Hyungryul Baik, Dongryul M. Kim, Chenxi Wu

Michigan Math. J. Advance Publication, 1-16, (2024) DOI: 10.1307/mmj/20226319
KEYWORDS: 37E30, 57K20

Let ${\mathit{S}}_{\mathit{g}}$ be a closed orientable surface of genus $\mathit{g}>1$. Consider the minimal asymptotic translation length ${\mathit{L}}_{\mathcal{T}}(\mathit{k},\mathit{g})$ on the Teichmüller space of ${\mathit{S}}_{\mathit{g}}$, among pseudo-Anosov mapping classes of ${\mathit{S}}_{\mathit{g}}$ acting trivially on *k*-dimensional subspaces of ${\mathit{H}}_{1}({\mathit{S}}_{\mathit{g}})$, $0\le \mathit{k}\le 2\mathit{g}$. The asymptote of ${\mathit{L}}_{\mathcal{T}}(\mathit{k},\mathit{g})$ for extreme cases $\mathit{k}=0,2\mathit{g}$ have been shown by several authors. Jordan Ellenberg asked whether there is a lower bound for ${\mathit{L}}_{\mathcal{T}}(\mathit{k},\mathit{g})$ interpolating the known results on ${\mathit{L}}_{\mathcal{T}}(0,\mathit{g})$ and ${\mathit{L}}_{\mathcal{T}}(2\mathit{g},\mathit{g})$, which was affirmatively answered by Agol, Leininger, and Margalit.

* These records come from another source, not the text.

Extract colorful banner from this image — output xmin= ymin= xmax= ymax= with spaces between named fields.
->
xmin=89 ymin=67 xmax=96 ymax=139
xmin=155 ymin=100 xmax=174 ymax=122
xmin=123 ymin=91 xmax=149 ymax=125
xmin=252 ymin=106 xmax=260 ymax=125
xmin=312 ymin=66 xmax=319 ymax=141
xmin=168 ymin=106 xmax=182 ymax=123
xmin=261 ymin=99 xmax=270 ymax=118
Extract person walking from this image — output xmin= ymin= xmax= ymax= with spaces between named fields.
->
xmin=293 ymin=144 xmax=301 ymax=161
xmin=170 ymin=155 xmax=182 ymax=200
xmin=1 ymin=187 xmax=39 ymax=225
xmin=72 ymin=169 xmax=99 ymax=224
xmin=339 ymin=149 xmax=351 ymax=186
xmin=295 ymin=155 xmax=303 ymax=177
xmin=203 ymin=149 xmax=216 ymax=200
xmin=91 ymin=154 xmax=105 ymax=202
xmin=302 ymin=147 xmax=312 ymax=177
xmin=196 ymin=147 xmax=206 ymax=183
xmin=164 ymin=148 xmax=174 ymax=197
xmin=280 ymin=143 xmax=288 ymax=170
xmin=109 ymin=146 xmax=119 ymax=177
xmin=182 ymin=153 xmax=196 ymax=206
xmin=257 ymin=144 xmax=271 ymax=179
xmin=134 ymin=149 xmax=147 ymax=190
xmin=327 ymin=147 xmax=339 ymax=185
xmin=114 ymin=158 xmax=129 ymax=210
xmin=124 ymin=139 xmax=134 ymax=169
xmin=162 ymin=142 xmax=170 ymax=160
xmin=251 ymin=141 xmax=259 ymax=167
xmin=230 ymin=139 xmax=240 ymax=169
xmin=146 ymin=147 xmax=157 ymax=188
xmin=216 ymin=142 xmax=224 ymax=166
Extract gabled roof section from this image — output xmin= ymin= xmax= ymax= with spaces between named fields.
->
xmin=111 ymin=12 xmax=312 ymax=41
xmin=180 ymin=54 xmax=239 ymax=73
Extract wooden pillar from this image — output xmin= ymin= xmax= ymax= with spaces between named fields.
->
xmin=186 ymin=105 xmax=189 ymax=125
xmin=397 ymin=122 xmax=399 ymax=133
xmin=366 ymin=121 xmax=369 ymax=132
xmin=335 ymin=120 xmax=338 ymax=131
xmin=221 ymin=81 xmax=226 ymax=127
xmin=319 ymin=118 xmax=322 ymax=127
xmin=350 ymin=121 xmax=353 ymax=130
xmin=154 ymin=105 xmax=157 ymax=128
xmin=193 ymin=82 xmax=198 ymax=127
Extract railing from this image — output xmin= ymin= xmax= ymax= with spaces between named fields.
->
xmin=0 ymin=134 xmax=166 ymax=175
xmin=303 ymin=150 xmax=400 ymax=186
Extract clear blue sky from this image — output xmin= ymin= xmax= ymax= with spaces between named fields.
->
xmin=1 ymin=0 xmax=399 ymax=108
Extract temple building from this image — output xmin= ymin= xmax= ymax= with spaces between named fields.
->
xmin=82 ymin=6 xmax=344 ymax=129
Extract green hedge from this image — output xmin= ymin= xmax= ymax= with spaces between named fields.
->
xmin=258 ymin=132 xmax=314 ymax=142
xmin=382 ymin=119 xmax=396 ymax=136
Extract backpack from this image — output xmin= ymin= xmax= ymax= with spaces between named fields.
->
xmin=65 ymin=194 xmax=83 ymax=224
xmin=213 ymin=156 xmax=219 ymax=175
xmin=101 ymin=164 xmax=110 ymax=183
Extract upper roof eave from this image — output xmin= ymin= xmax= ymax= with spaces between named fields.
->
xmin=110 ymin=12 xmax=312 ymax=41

In this paper, we study an analogue of Ellenberg’s question, replacing Teichmüller spaces with curve complexes. We provide lower and upper bound on the minimal asymptotic translation length ${\mathit{L}}_{\mathcal{C}}(\mathit{k},\mathit{g})$ on the curve complex, whose lower bound interpolates the known results on ${\mathit{L}}_{\mathcal{C}}(0,\mathit{g})$ and ${\mathit{L}}_{\mathcal{C}}(2\mathit{g},\mathit{g})$.

Finally, for each *g*, we construct a non-Torelli pseudo-Anosov ${\mathit{f}}_{\mathit{g}}\in Mod({\mathit{S}}_{\mathit{g}})$ which does not normally generate $Mod({\mathit{S}}_{\mathit{g}})$, so that the asymptotic translation length of ${\mathit{f}}_{\mathit{g}}$ on the curve complex decays faster than a constant multiple of $1/\mathit{g}$ as $\mathit{g}\to \infty $. From this, we provide a restriction on how small the asymptotic translation lengths on curve complexes should be if the similar phenomenon as in the work of Lanier and Margalit on Teichmüller spaces holds for curve complexes.